SpamAssassin

From The Network People, Inc. - Wiki
Jump to navigation Jump to search

SpamAssassin web site.

SpamAssassin is installed by running:

toaster_setup.pl -s filter

If you opted not to install it, you can just update your toaster-watcher.conf file and install it at any later time by running:

toaster_setup.pl -s spamassassin


SpamAssasssin SQL integration

In order to allow virtual users (as in Mail Toaster), to have custom SpamAssassin preferences, you must set up SQL integration and store their user prefs in MySQL. See details on the SA per-user preferences page.

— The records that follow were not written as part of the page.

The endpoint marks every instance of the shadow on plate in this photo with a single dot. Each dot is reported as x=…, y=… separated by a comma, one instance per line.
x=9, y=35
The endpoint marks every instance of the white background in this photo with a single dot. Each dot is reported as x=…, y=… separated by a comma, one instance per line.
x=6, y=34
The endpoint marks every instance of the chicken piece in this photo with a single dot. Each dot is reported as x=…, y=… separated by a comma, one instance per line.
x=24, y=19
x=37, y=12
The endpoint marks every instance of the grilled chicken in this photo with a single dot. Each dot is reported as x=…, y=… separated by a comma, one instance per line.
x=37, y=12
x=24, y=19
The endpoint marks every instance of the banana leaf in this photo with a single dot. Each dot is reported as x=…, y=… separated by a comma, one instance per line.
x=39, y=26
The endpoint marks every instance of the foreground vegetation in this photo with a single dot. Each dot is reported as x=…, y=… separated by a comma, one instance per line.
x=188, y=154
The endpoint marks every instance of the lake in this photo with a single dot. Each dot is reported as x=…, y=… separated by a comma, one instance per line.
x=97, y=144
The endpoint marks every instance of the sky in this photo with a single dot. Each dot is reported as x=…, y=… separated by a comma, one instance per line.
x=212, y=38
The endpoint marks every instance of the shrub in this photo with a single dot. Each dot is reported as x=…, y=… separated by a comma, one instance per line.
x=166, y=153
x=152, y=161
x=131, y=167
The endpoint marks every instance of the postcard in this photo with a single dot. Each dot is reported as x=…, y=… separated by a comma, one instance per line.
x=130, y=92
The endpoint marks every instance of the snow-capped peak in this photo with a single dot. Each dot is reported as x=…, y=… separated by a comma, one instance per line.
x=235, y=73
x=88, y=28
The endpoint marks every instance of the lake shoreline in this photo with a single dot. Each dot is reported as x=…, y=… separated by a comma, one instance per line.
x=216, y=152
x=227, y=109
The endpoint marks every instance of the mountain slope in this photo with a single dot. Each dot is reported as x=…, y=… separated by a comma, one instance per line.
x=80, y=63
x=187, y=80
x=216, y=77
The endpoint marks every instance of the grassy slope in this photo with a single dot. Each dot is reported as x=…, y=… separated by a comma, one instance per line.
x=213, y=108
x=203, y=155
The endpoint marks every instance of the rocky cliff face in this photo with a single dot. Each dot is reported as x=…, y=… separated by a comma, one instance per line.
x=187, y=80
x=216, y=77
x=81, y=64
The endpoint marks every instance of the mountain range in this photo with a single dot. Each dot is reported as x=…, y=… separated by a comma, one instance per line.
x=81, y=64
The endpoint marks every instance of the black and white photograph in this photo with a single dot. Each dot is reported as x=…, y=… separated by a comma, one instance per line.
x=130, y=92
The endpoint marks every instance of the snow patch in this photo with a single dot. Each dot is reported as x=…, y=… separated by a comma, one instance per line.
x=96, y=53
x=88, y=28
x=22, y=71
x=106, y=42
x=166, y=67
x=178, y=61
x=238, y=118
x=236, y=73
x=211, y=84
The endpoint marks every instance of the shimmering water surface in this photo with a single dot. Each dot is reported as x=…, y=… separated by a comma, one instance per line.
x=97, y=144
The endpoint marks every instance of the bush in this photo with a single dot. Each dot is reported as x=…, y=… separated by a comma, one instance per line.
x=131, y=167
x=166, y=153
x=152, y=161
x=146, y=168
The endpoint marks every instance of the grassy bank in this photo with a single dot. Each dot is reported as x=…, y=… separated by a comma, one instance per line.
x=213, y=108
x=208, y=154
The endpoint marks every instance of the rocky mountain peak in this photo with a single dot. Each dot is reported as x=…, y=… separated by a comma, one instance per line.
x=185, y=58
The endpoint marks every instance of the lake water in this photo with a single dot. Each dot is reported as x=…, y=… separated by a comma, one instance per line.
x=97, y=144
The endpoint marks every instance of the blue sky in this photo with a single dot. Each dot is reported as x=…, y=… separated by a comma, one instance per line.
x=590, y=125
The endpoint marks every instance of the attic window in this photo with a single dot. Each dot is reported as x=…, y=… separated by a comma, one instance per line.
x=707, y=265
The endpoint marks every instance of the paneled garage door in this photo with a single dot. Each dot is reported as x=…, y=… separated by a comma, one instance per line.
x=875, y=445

As of v3.02, you can also configure SpamAssassin to store its auto-whitelisting, and bayes databases in SQL. Configure the appropriate options in toaster-watcher.conf (install_spamassassin_sql, install_spamassassin_dbuser, and install_spamassassin_dbpass), and run the SpamAssassin setup command again. It will generate a custom sql.cf for SpamAssassin with the db as required and explained in the SpamAssassin docs.

If you are converting to bayes SQL, you probably want to preserve your existing bayes DB. You can do this by exporting to a backup and then importing that into your SQL tables. You do that by:

sa-learn --sync
sa-learn --backup > backupfile

Then update your SpamAssassin config file to use the SQL tables and run this:

sa-learn --restore backupfile
sa-learn --sync

How do I keep the SpamAssassin up to date?

On FreeBSD, you update your ports tree and then use portupgrade to upgrade SpamAssassin and all the ports it depends upon:

toaster_setup.pl -s ports
/usr/local/etc/rc.d/sa-spamd.sh stop
portupgrade -frR p5-Mail-SpamAssassin-X.XX
qmail cdb
/usr/local/etc/rc.d/sa-spamd.sh start

The X.XX must be replaced by the version of SpamAssassin you have installed. Use "pkg_info | grep spam" to determine this.


Why is SpamAssassin so slow?

First, you need to understand what a "normal" processing time is. On my server, I do DCC, Pyzor, Razor2, and the rest of the "normal" checks. If I have RBL checking on, then processing a message takes a couple seconds. If I disable RBL checks, messages processing drops to less than a second. This is on a pretty old server (Dual PIII 650) with 1GB of RAM.

If your processing time is extraordinarily different, there could be one of several reasons:

DNS timeouts

By default, SpamAssassin does RBL lookups against several blacklists. Make sure your DNS works well. If you are doing RBL checks via SMTP, then you may want to disable the RBL lookups in SpamAssassin. You can do that by adding "skip_rbl_checks 1" to /usr/local/etc/mail/spamassassin/local.cf.

If a RBL that SA is trying to contact is down, it may also introduce an extended timeout. Disabling the RBL checks is a good way to diagnose this. I run all the RBL checks at the SMTP level so I can deny the messages and thus avoid having to process them. However, I find it useful to have SpamAssassin doing the lookups as well. I want the RBLs it uses to count for scoring, and since I've already done a lookup at the smtp level, I'll have the result cached locally.

Firewall blocking

SpamAssassin can use DCC, Razor2, and Pyzor. Those modules require contacting network servers. If your firewall rules are blocking those connections, this will introduce a timeout that hangs SA for 5 seconds per check. So, if your message processing time takes 11 seconds and it should be taking about 1, then you are likely blocking a couple checks. I added the following rules to my IPFW firewall:

# Allow DCC (6277) & Pyzor (24441)
${fwcmd} add allow udp from ${oip} to any 6277,24441
${fwcmd} add allow udp from any 6277,24441 to ${oip} 1024-65535

Inadequate CPU

If I were going to recommend hardware, I'd steer anyone towards dual processor systems. I can't tell you why, but a dual proc box scales much more smoothly than single processor systems. I've got tons of experience using single and duals ranging from 300MHz to 3.5GHz and dual proc systems always handle heavy loads more gracefully. Seriously. I would choose one dual proc system instead of two comparable singles. Check out this article on the SpamAssassin site.

Slow Disks

The mail scanning process generates a lot of disk I/O. Simscan reads in the message, writes it to disk, busts it up into pieces (for attachment scanning), virus scans it all, then passes it through spamassassin, before finally returning it to simcan which hands it off to qmail-queue. It does all that during the SMTP conversation, before returning a success or failure indication. That's why you'll see the folks at SpamAssassin recommending a dedicated disk.